B-Forms Design Factors
Before I started web developement using PHP, I have done a lot of commercial development using Oracle Forms, and Oracle Forms is where I have got my inspiration for this library. However, while developing it, I have adopted the concept to the environment of the web and PHP. Since the library has gone through several major revisions, I left things that work and are useful, and removed things that did not work or that I never used, resulting in a tight but powerful library, following these design factors:
No unneeded inheritance. In the first version of the library, I defined forms by inheriting from the base class. I found that defining a new class every time is really boring and does not add any value. Then I thought of Oracle Forms, and implemented an architecture where you define the form structure out of the boilerplate classes, and then add the behaviour of the form by defining triggers.
Minimum of explicit operations. It is always annoying to tell every object in the script what it should do in very detailed way. To avoid it, I have set up a system of meaningful defaults, so that most of the time the default operation of the library will suit your needs. In addition, instead of explicitly setting the triggers for the form, you just need to name them properly, like, for example, form_on_open(), and they will be automatically called. If you define nothing, nothing will be called.
Block architecture. This is another feature inspired by Oracle Forms. Blocks are essentially tables, where you can store several objects with the same properties. Blocks allow you to create forms for compound objects. For example, a weekly time report form will contain at least two blocks: one for the actual report object (a single row block), and one for the project records, containing hours spent by the day of the week. This second block may contain several records at the same time, since one could work on several projects in parallel.
Orthodox Oracle Forms architects would usually add a third block for control elements such as buttons. I generally just put buttons on the data blocks where they make more sense, especially since I have not yet implemented the equivalent of base-table blocks - blocks that automatically load the data from the associated SQL tables.
Server-side validation. Many web developers use JavaScript based client side validation for web-forms. But you cannot rely on it, because JavaScript can be turned off. And even if it is turned on, there always is a chance that with a simple hack the user will bypass it. Therefore, the server-side validation must still be present. In addition, I know quite a lot of people, including myself, who are annoyed by JavaScript message boxes, while I know no one who is annoyed by lack of such message boxes. As a result, I have designed this library in favour of server-side validation, although it does not prevent anyone form adding client-side validation at their will.
POST-process-redirect. Through trial and error I have found that to avoid defining the same form in more than one place, it is more convenient to generate and process the form by the same script. It also has the added value of re-displaying the form once again, if the data submitted by the user does not pass the validation criteria. As a result, each form is submitted to the same page that generated it. After your script successfully processes the results, e.g. saves the submitted data, it should redirect the browser to the target location and exit.

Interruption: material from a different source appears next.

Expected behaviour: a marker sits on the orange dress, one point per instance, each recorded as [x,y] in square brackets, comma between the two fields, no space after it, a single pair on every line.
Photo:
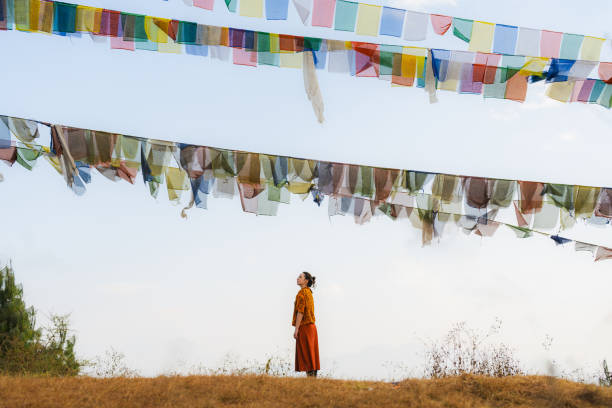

Manual or automated form generation. Most of the times forms have standard layouts. To simplify coding for this majority of cases, I have created two layouts:
BaseLayout, which is a form, where each field with its label takes a separate row in a two-column table, and
TableLayout, which is designed for multi-row blocks, and represents a table with header row of labels, and then a row of entry fields for each row on the block.
The actual HTML generated by these layouts can be easily customized, although most of the time it is enough to play with the provided CSS stylesheet.
However, when you need a special layout, in which you are trying to position fields in a less regular manner (for example, trying to fit as many fields in each row as possible - to compress the length of the page and make as many fields visible at once as possible) - then you would have to do manual form layout, writing your own HTML and calling two library functions field() and label(), which will generate the code for labels and fields of your form.